As work plays a large part of most people’s lives, it can significantly affect how happy and satisfied employees are overall, yet many employees think work detracts rather than adds to happiness. For example, consider the sayings: “The best part of going to work is coming back home at the end of the day”, “Work is just something I’m doing until I win the lottery”, “I need a six-month vacation, twice a year”. Or the expressions: “Monday blues”, “post-holiday depression” or “Thank goodness it’s Friday” – these sayings and expressions suggest that employees feel happier when they are not at work!
The term ‘well-being at work’ is all about people’s immediate work environment, or more specifically their perceptions and experience of their quality of life at their respective workplaces. It covers several aspects of the way people feel about their jobs and their relationships with the people around them, particularly their line managers/supervisors. Essentially, it means being surrounded by leaders and colleagues who treat them with the respect they deserve.

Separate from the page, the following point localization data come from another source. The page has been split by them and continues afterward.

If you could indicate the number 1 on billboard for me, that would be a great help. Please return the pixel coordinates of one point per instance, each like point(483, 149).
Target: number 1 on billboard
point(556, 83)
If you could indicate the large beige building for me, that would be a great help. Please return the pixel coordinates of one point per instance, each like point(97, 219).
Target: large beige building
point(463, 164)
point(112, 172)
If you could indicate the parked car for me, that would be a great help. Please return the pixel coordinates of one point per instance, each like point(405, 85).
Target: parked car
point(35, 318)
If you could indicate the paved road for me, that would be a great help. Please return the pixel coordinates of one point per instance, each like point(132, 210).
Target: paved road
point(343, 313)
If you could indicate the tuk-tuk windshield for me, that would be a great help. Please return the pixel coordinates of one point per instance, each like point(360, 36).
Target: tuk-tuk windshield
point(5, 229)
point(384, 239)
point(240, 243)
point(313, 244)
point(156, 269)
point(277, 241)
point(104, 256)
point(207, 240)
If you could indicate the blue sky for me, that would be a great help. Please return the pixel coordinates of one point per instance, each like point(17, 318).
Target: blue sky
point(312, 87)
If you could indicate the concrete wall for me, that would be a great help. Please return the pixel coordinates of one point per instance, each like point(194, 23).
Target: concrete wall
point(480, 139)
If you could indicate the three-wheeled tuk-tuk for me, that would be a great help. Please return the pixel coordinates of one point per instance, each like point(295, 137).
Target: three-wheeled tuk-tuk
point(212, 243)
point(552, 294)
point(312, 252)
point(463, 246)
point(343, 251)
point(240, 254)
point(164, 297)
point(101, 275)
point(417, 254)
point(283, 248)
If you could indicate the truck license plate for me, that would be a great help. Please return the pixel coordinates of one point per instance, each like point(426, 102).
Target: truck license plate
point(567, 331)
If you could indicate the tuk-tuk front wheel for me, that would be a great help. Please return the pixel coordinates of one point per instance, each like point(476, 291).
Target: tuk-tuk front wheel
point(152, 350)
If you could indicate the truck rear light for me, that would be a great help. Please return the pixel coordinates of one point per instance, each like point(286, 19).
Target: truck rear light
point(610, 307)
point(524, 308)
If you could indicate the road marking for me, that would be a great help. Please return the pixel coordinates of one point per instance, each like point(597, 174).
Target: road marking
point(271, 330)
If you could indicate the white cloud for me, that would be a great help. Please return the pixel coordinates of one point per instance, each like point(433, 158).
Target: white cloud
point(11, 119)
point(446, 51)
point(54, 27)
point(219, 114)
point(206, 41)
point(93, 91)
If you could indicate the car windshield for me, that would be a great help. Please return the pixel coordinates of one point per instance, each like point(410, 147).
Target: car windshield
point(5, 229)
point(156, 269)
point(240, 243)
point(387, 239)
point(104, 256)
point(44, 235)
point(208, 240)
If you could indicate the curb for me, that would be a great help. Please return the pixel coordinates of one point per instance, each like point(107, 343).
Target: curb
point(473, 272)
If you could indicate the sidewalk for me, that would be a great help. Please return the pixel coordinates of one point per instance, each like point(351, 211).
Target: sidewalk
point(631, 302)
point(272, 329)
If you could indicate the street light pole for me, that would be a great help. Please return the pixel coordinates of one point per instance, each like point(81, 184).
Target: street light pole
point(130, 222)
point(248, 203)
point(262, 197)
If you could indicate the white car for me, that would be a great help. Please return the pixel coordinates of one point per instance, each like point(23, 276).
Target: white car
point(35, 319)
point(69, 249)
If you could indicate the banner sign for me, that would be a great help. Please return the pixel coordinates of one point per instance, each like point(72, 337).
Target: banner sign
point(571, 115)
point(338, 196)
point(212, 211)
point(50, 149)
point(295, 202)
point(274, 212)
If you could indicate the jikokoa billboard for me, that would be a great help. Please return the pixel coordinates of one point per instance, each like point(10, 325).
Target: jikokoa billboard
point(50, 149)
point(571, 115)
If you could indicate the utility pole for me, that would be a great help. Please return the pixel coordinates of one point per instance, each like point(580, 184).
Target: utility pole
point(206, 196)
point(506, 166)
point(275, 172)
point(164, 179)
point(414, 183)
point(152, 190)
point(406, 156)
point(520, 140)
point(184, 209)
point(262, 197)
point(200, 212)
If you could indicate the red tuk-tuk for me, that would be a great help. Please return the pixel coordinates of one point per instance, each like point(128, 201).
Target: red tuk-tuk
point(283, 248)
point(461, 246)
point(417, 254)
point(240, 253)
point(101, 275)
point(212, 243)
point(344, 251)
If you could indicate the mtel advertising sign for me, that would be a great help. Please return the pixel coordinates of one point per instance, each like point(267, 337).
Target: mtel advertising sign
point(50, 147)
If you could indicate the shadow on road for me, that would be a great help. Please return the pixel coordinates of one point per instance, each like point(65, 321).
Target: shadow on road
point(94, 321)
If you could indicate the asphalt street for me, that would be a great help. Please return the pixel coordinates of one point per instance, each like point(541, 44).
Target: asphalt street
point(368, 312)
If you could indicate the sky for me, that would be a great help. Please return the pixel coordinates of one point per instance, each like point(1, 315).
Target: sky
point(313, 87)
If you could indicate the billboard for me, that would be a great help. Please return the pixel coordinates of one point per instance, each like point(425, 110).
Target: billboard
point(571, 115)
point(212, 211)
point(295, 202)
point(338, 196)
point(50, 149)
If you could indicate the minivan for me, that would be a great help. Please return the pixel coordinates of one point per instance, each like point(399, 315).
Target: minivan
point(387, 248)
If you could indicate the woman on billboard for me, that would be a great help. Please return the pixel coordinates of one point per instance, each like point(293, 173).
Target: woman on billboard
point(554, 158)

Employee well-being is increasingly the focus of senior leadership attention in organizations in the UK and elsewhere. Progressive organizations in the UK aim to create a work environment that promotes a state of contentment which allows employees to develop, flourish and achieve their full potential for the professional benefit of themselves and their organizations. This is viewed as a legitimate business target of corporate policy in its own right due to the fact that improvements in employee well-being are conducive to enhanced workplace performance and overall business growth.